As a young person, from 18 to about 36 years old (when I had my son), I’d have to say I operated mostly from ego and I paid a personal price for it. I was not mindful of my body, I pursued a college degree because I listened to what the media and the world said about the status increase that a degree would bring (it didn’t). I reacted and rebelled against my family whose values I absolutely did not and do not agree with. I spoke my mind without considering the consequences before I did. I got married to my son’s father because my sister thought it was a good idea. Oh my. I pursued a particular degree path because my ex-husband suggested it when that was what he wanted, not me. I let these people project through me because, I didn’t care that much then.
It was all just an adventure to me; no big deal. I even half knew they were doing it. But because I was such a free spirit, I knew they wouldn’t win. I knew that no one was ever really going to get “most of me”. They could just have some of me for a wild ride. You sort of lull yourself into this idea that they’re doing “your work” “for you”. Ahhhhh. There’s the hook. You get personally lazy at directing your life.

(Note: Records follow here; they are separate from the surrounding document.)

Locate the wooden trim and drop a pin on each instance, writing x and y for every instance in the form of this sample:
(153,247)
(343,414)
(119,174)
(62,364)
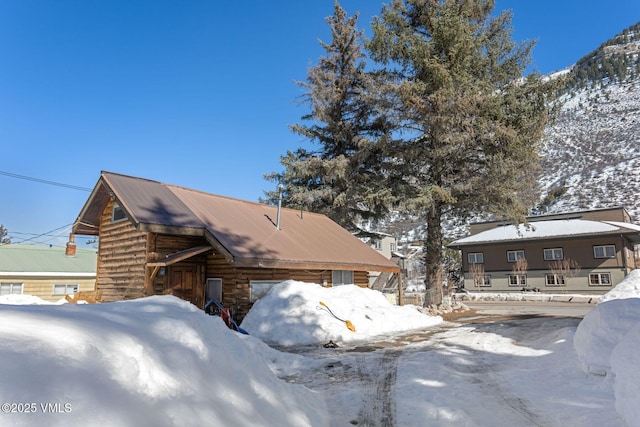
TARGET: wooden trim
(179,256)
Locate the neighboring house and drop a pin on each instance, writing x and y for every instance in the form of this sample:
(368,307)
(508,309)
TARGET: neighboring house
(588,252)
(156,238)
(385,244)
(49,273)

There is a very steep price to pay for that.
In short, because I listened to and cared more about and resented what others and my family said and what they thought of me, there was suffering. Meaning, I caused my own suffering by being “out of alignment” with what I really wanted from deep inside myself. I resented the fact that “my loving family” didn’t see me, didn’t care to see me, and were busier projecting their own unresolved ego issues onto me than taking responsibility for healing themselves and turning their lives around so they could be a genuine support.

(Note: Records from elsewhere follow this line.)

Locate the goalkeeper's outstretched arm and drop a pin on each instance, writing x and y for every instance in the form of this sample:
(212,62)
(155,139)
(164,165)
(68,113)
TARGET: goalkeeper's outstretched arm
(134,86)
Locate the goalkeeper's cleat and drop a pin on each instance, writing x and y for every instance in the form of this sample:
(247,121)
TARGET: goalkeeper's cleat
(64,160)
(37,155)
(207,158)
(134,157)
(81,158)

This is how the scapegoat thing happens in families. The strong one, the most intelligent one, the bravest one is put through the freaking wringer by the weak ones to serve as some kind of support or rescuer for them? Not! It’s not going to happen to me. It does happen to many people. It’s the foundation of our political system and has been from the beginning. And some are just as drawn into the rescuer role for their egos as the person using them is. “Use and be used” you could call it.
What I literally observed about my life based in ego was, my body wouldn’t hold the vibration I wanted it to (I had 2 miscarriages and almost died with one), I was constantly worried about money and didn’t have enough money, I had a lot of fear and worry, I did not have confidence in the direction I was heading or had no direction, and I was frustrated that I had gifts and a strong Mind but couldn’t focus it to make my life what I wanted it to be. I resented the emotional price and battle with the users that I had to pay to go my own way. You see that these things are all superficial. That’s what the ego does to you. It gets you caught up in others drama, lack, fear, and suffering.

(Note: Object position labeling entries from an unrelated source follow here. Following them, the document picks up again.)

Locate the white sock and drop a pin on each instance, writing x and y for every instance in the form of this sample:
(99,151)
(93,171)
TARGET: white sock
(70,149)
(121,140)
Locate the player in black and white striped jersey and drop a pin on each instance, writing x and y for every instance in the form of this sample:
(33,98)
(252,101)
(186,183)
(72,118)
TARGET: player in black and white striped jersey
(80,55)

Sit in Love and authenticity. Sit in your own empowerment. We are response-abled (responsible/able to respond) in our lives. Love your body no matter what. Do the work that floats your cork. Don’t think about what others may say or think. Do what you Love. Envision abundance doing what you love. Plan it out. Get concrete. Ask for help from a healer or spiritual counselor. Don’t think for a minute that religion is going to shield you from hell and speed you to heaven. People create hell on Earth by sitting in ego, and religionists get rich from the promise of forgiveness and heaven. Your karma for copping out on Love is real. I completely turned my life around by going out on a limb and leaving my ego behind and surrendering to Love. My karma has turned to dharma because I worked at it. No one can pull me back in. The Universe has my back.